Le tsunami

Un camion de pompiers ouvre la voie. Derrière lui, sur une avenue du quartier des Beaux-Arts, à Alger, les forces de l’ordre avancent en désordre. Des chants et des drapeaux couvrent le bruit de la sirène. En ce 15 mars 2019, nouveau vendredi de manifestation contre le régime d’Abdelaziz Bouteflika, les policiers ont droit à une escorte euphorique des habitants. Le casque à la main, ils se laissent emporter par la foule. Certains filment, d’autres brandissent leurs matraques ou tirent en l’air et tout le monde finit par scander : « One, two, three, viva l’Algérie ! »

Un homme en polo rayé noir et blanc fond en larmes en embrassant un agent anti-émeute. Le gaz lacrymogène n’y est pour rien. On assiste à une « fraternisation spontanée malgré les ordres des chefs », observe Ahmed Rouadjia, professeur d’histoire contemporaine et de sociologie politique à l’université Mohamed-Boudiaf. « Cette fois-ci, je pense qu’une majorité de la police et de l’armée est favorable aux revendications. »

Une semaine plus tard, une marée humaine bat le pavé de la capitale, déjà martelé par la pluie. « C’est un tsunami, pas une vague que vous allez prendre », a écrit un manifestant sur sa pancarte. « Pas de dialogue avec vous. Votre place est devant la justice indépendante. » De grands rassemblements se tiennent aussi à Oran, Béjaïa, Tizi-Ouzou, Sétif et Constantine.
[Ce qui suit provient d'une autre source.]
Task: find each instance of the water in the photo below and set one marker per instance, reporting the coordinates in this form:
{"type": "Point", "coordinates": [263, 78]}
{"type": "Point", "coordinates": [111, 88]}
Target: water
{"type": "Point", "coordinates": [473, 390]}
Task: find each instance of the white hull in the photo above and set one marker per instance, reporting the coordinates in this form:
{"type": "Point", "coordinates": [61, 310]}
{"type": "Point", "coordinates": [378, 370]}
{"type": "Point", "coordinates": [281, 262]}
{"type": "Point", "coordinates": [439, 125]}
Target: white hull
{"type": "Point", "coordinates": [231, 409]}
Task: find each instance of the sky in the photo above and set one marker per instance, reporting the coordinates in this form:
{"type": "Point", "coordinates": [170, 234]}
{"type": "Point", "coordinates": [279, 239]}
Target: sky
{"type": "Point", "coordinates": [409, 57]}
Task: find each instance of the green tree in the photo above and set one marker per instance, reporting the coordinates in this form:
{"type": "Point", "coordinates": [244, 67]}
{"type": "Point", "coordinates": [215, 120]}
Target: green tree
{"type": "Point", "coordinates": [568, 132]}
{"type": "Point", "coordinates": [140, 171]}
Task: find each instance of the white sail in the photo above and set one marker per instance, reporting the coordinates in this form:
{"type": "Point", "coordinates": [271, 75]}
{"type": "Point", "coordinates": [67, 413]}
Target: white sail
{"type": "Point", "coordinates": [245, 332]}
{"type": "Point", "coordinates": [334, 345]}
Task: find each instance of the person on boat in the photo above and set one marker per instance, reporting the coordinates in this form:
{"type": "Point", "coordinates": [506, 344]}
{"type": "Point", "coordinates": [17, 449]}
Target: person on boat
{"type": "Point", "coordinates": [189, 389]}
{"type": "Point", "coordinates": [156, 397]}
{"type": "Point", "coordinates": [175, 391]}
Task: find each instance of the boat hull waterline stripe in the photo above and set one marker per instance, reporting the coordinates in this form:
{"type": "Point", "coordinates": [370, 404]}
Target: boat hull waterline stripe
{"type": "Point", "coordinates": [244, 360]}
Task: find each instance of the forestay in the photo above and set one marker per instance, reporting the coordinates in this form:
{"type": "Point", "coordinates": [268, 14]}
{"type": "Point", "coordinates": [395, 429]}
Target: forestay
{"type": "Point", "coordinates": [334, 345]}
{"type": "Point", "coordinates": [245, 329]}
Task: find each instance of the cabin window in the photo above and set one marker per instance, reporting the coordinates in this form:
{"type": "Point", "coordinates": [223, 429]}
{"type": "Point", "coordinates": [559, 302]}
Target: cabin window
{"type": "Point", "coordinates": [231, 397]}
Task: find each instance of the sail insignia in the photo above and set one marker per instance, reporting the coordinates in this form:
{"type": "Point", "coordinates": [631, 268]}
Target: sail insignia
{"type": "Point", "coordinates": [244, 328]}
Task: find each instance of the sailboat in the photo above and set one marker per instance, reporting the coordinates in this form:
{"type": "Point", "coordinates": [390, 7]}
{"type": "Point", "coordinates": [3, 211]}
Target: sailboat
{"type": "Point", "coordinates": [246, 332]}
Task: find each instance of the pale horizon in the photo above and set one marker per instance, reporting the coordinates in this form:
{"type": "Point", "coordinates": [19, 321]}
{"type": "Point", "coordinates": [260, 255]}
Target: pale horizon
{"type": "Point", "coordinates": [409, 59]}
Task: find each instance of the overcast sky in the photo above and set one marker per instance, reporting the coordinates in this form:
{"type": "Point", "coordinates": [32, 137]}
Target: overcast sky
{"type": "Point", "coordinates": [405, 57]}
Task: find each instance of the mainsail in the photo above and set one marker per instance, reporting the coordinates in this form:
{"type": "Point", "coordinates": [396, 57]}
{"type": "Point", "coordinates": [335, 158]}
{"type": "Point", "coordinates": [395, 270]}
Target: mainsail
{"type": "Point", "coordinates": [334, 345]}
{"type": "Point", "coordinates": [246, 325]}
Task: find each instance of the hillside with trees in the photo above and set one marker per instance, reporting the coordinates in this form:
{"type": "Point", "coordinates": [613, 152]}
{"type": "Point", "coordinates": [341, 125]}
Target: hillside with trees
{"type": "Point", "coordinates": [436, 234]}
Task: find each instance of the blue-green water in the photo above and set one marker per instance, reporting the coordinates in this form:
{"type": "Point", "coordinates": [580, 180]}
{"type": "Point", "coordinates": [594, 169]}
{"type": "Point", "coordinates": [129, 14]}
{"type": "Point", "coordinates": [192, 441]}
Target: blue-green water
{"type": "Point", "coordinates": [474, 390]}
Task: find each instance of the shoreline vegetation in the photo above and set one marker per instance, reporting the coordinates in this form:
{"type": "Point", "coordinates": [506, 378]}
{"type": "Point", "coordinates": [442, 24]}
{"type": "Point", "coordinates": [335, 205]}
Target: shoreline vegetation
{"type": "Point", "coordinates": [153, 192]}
Partout, on retrouve le slogan « Yatnahaw ga’ » (« Qu’ils s’en aillent tous »). La pression est telle que que la télévision nationale (ENTV), d’ordinaire si favorable au pouvoir, ouvre son journal de 20 h avec le mouvement. « Que vous faut-il de plus ? » demande en une le quotidien El Watan le lendemain.

Crédits : Y-Drid

De retour de Suisse, où il a réalisé des examens médicaux, le très affaibli président Bouteflika s’est engagé dans une lettre publiée mardi 12 mars à ne pas briguer de cinquième mandat présidentiel. D’ailleurs, a-t-il aussi annoncé, le scrutin prévu le 18 avril est repoussé sine die. Une déclaration que confirme la remise officielle de sa démission le 2 avril. Pour les millions d’Algériens descendus dans la rue, ce flou artistique ne suffit pas. « Qui sont les tireurs de ficelles de la momie Bouteflika ? » demandait une pancarte le 15 mars. « Pourquoi les décideurs se cachent-ils ? » abondait une autre. Dans l’ombre du chef d’État de 82 ans, les mêmes clans sont toujours à l’œuvre, qu’il s’agisse de ses frères, Saïd et Nacer, des services de sécurité ou de l’armée.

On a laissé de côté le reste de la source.